Und drittens: Was soll jetzt dieses Gejammere, dass das Internet und facebook und all diese Postings Schuld wären? Die Leute da draußen wünschen sich die Vergangenheit zurück, lese ich. Vielleicht. Aber niemand wünscht sich die Vergangenheit so sehr zurück wie der politmediale Komplex. Die Arbeiter haben Kreisky-Nostalgie? Ja und? Das versteh ich 1000x besser als die Leserbrief-Nostalgie: Das, was das der Arbeiter öffentlich verbreiten darf, suchen schon immer noch wir aus… Hach, war das schön.

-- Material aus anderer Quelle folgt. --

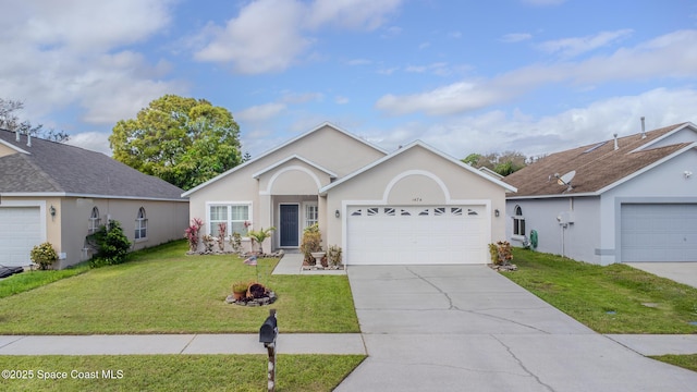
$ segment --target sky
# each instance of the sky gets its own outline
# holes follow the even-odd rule
[[[692,0],[0,0],[0,98],[110,155],[203,98],[259,156],[323,122],[388,151],[542,156],[697,123]]]

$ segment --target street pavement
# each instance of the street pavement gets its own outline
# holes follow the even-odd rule
[[[369,357],[337,391],[697,390],[697,372],[595,333],[486,266],[355,266],[348,278]]]

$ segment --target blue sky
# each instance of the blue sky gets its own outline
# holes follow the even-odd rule
[[[227,108],[257,156],[322,122],[387,150],[549,154],[697,123],[697,1],[26,0],[0,97],[110,154],[164,94]]]

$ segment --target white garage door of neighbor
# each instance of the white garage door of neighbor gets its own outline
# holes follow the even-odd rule
[[[622,261],[697,261],[697,204],[622,205]]]
[[[347,265],[485,264],[485,206],[353,206]]]
[[[32,248],[40,243],[38,207],[0,207],[0,265],[28,266]]]

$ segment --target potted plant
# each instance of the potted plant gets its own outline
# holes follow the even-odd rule
[[[331,245],[327,248],[327,258],[329,259],[329,262],[332,265],[332,267],[341,266],[341,246]]]
[[[248,282],[234,282],[232,284],[232,296],[235,301],[241,301],[247,297],[247,290],[249,289]]]
[[[250,230],[249,232],[247,232],[247,235],[252,238],[252,241],[256,241],[259,243],[259,254],[264,255],[264,240],[268,238],[269,236],[271,236],[271,232],[274,231],[276,228],[271,226],[269,229],[259,229],[259,230]],[[253,245],[254,246],[254,245]]]
[[[316,257],[322,258],[325,255],[319,255],[322,252],[322,236],[319,232],[317,223],[305,228],[303,230],[303,242],[301,243],[301,252],[304,255],[304,262],[309,266],[314,266]],[[317,254],[316,256],[313,254]]]
[[[36,245],[32,248],[30,253],[32,261],[39,266],[39,269],[49,269],[56,260],[58,260],[58,254],[53,246],[49,242]]]

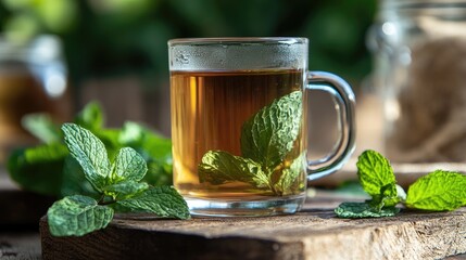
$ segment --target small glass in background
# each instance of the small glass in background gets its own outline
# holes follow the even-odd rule
[[[53,36],[18,40],[0,36],[0,164],[9,152],[35,139],[22,127],[32,113],[48,113],[56,121],[71,116],[66,65]]]
[[[368,42],[388,158],[466,162],[466,1],[381,1]]]

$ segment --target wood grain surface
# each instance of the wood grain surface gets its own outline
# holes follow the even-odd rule
[[[341,199],[341,198],[340,198]],[[466,208],[398,217],[336,218],[332,196],[297,214],[158,220],[116,217],[83,237],[52,237],[40,222],[43,259],[442,259],[466,252]]]

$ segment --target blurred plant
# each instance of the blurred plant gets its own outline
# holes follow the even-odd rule
[[[59,35],[75,86],[126,73],[166,81],[168,39],[222,36],[307,37],[311,69],[357,82],[375,10],[376,0],[1,0],[0,28]]]

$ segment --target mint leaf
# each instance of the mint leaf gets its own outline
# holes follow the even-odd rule
[[[407,190],[406,206],[432,211],[466,206],[466,177],[442,170],[421,177]]]
[[[60,128],[48,114],[28,114],[22,118],[23,127],[43,143],[59,143],[62,139]]]
[[[83,167],[86,179],[101,191],[111,170],[105,146],[89,130],[75,123],[64,123],[62,130],[70,153]]]
[[[104,121],[102,107],[99,103],[91,102],[76,115],[74,121],[76,125],[79,125],[83,128],[89,129],[91,131],[100,130],[103,128]]]
[[[112,183],[117,183],[123,180],[140,181],[148,167],[144,158],[142,158],[134,148],[124,147],[119,150],[114,162],[114,171],[111,177]]]
[[[268,187],[268,177],[261,165],[223,151],[209,151],[198,167],[199,181],[218,185],[239,181]]]
[[[109,186],[104,186],[102,190],[105,195],[113,196],[116,199],[124,199],[129,195],[140,193],[149,188],[149,184],[146,182],[136,181],[123,181]]]
[[[274,169],[293,148],[300,132],[301,114],[301,91],[294,91],[262,108],[242,126],[242,156]]]
[[[67,154],[66,146],[61,143],[16,150],[8,158],[8,172],[24,190],[59,196]]]
[[[190,218],[185,199],[174,187],[169,186],[150,187],[134,197],[116,202],[116,204],[134,212],[151,212],[164,218]]]
[[[105,227],[113,218],[113,209],[97,205],[93,198],[74,195],[55,202],[47,216],[52,235],[80,236]]]
[[[60,190],[61,197],[72,195],[86,195],[99,198],[100,194],[93,188],[92,184],[86,179],[79,162],[72,156],[65,159],[63,170],[63,182]]]
[[[381,188],[389,185],[385,195],[396,197],[395,179],[390,162],[375,151],[365,151],[357,158],[357,177],[361,185],[370,196],[381,194]]]
[[[367,203],[342,203],[335,209],[337,217],[344,219],[393,217],[399,212],[395,207],[378,209]]]
[[[282,169],[280,178],[274,184],[275,193],[282,196],[294,194],[300,187],[300,174],[305,174],[306,157],[305,153],[295,158],[289,168]]]
[[[402,188],[394,183],[382,186],[380,188],[380,194],[373,195],[373,199],[369,200],[369,204],[378,209],[395,206],[401,202],[401,198],[398,196],[399,187]]]

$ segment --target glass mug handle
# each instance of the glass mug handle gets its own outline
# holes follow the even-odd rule
[[[307,160],[307,180],[316,180],[340,169],[355,148],[355,96],[342,78],[324,72],[308,72],[306,90],[329,93],[336,103],[340,138],[332,151],[317,160]]]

Ich sag euch was: Die Menschen sind ermächtigt. Nicht nur durch facebook und postings, das ist nur das i-Tüpfelchen. Die Leute sind nach 70 Jahren Frieden und Wirtschaftsaufschwung auch ökonomisch ermächtigt. Ich lese „Die Leut haben ein Smartphone, zwei Autos, drei Urlaube im Jahr und vier Fernseher und sind immer noch unzufrieden.“

Ja, stimmt, verdammt noch mal. Weil sie nichts mitzureden haben. Aber im Gegensatz zu früher könnten sie und wollen auch. Sie sind nicht mehr die armen Kohlengrubehackler, die 16 Stunden schuften und froh sind, wenn das Zimmer warm ist. Zum Glück. Sie sind in der Bedürfnispyramide weiter oben. Sie kaufen ihr Zweitauto und suchen bis hin zum Bezug der Autositze jedes Detail aus, wenn sie zu H&M einkaufen gehen, hängt jetzt ein iPad neben dem Ausgang, wo sie direktes Feedback zu jedem Detail des Einkaufes geben können. Verdammt, man kann inzwischen auf öffentlichen Häusln in Einkaufszentren digital die Sauberkeit bewerten.

Aber wählen darf man alle fünf Jahre und den Rest der Zeit soll man zuschauen und die Pappn halten? Das soll die Leute nicht wahnsinnig machen?

Ehrlich, mich erinnert das ganze Gejammere und Geseiere total an Habermas, Strukturwandel der Öffentlichkeit: Das Bürgertum steigt auf, wird wohlhabend und einflussreich, aber der Adel hat sein höfisches Zeremoniell und bestätigt sich seine Wichtigkeit, und in dieser Öffentlichkeit kommen die Bürger nicht vor. Die schaffen sich also ihre eigene, mit Salons und Kaffeehäusern und Lesezirkeln, und in dieser neuen Öffentlichkeit wird über neue Politik geredet. Metternich schickt seine Spione aus, und wahrscheinlich hat man am Hof auch gesagt: „Wir müssen den Leuten besser zuhören. Ein Wahnsinn, diese ganzen Hasspostings in den Lesezirkeln. Habt ihr die Gedichte von diesem Schiller gelesen???“

Nein, man muss den Leuten nicht besser zuhören. Man muss sie mitreden lassen. Das sind keine Hascherln, die uns brauchen, um ihre Sorgen in Politik zu übersetzen. Das sind wahlberechtigte Staatsbürger. Punkt.

Die parlamentarische Demokratie, wie sie im letzten Strukturwandel der Öffentlichkeit ersonnen wurde, und wie wir sie heute haben, ist optimiert für den Flächenstaat des 18. Jahrhunderts. (!!!). Die Menschen wollten mitreden, also haben sie Vertreter gewählt, die sich aufs Pferd gesetzt haben und in die Hauptstadt geritten sind und dort im Parlament diskutiert haben. Mehr ging damals nicht.

Heute geht mehr. Und nein, das ist nicht das Ende der parlamentarischen Demokratie. Niemand wird wollen, dass alles direktdemokratisch erledigt wird. Politik besteht zu 99 Prozent aus Themen, um die man sich nicht kümmern will, während man sein Kind vom Kindergarten holt und noch den Einkauf beim Billa erledigen muss. Aber da ist dieses eine Prozent, um das man sich kümmern will. Und da darf man nicht mitreden, obwohl man könnte. Obwohl man doch das Recht dazu hat. Nicht das juristische Recht, das der Verfassung, das „des Systems“… sondern das moralische Recht. Es ist unser Staat, unsere Demokratie. Und wenn wir nicht mitreden dürfen *obwohl wir könnten*, ist es keine Demokratie…

Das geht vielleicht noch, solange man das Gefühl hat, dass es eh läuft. Aber wenn es das nicht mehr tut? Wenn man Abstiegsangst bekommt? Dann soll man zuschauen? Und wenn jahrelang nix weiter geht, soll man weiter nur zuschauen? Echt? Das wäre doch fahrlässig. Natürlich steigt da der Druck. Natürlich will man da irgendwas tun… das fühlt sich dann schon an wie Notwehr!

Ich versteh das. Nein, ich werde den Menschen nicht besser zuhören. Ich werde sie reden lassen.

So. Wutausbruch Ende. Danke fürs zuhören.